Short Text Language Detection with Infinity-Gram

May 17, 2012August 15, 2012 ~ shuyo

I talked about language detection (language identification) for twitter at NAIST(NARA Institute of Science and Technology).
This is its slide.

Tweets are too short to detect their languages precisely. I guess that one reason is because features extracted from a short text are not enough to detect.
Another reason is because tweets have some unique representations, for example, u as you, 4 as for, LOL, F4F, various face marks and so on.

I developed ldig, a prototype of short text language detection, that solved those problems.
ldig can detect langages of tweets with over 99% accuracy for 19 languages.

https://github.com/shuyo/ldig

The above slide explains how ldig solves those problems.

Published by shuyo

View all posts by shuyo

27 thoughts on “Short Text Language Detection with Infinity-Gram”

Jordan Dimov says:

May 28, 2012 at 7:26 pm

Great work.

Just one minor issue. I cloned your git repository and ran the server.py, but it didn’t work for me out of the box. When I load the page, I see the textbox, but no results. On closer inspection, the AJAX calls go through, but the server gives out the following error: “TypeError: 1013 is not JSON serializable” (I’m using Python2.7).

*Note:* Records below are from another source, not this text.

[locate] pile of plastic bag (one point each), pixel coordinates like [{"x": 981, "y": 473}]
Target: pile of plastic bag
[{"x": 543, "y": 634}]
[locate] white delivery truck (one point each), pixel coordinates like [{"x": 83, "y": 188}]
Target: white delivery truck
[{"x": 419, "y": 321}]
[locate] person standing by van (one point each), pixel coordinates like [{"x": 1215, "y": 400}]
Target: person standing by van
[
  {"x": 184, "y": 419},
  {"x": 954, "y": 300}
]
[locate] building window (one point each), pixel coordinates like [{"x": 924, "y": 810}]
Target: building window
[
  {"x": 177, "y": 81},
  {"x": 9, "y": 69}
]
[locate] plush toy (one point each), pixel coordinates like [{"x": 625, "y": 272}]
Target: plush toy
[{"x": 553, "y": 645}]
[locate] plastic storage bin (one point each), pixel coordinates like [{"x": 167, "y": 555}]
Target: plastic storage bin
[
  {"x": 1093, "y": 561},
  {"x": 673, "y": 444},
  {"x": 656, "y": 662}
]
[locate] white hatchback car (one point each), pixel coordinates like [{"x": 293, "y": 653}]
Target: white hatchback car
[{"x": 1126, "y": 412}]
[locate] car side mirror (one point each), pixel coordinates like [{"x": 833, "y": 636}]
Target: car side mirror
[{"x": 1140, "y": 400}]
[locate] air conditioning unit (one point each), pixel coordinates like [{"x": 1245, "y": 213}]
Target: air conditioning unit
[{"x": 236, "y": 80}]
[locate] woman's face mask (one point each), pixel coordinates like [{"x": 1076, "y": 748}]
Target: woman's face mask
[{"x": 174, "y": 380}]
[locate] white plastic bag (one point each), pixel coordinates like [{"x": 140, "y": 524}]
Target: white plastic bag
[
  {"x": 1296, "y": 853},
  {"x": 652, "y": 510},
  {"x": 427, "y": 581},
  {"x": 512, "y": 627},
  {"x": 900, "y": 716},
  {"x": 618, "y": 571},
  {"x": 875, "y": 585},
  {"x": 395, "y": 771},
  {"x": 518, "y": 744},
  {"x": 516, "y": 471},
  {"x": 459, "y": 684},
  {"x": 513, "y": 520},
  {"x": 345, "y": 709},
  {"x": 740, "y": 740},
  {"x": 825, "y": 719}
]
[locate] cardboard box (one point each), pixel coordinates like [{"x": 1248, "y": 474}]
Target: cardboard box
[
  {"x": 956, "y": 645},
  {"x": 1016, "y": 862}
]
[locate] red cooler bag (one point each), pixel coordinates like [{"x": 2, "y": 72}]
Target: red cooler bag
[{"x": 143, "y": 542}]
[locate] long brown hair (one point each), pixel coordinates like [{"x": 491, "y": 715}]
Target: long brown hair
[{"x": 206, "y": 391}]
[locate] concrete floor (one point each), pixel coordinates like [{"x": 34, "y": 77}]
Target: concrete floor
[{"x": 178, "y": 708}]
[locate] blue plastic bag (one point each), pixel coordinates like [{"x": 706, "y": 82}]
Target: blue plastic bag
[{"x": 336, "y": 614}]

Turns out this is because that particular instance of the number 1013 is of type numpy.int32, which the standard JSON encoder in Python2.7 can not serialize. The solution is to have a custom encoder like this:

class CustomJSONEncoder(json.JSONEncoder):
def default(self, obj):
if isinstance(obj, numpy.int32):
return int(obj)
return json.JSONEncoder.default(self, obj)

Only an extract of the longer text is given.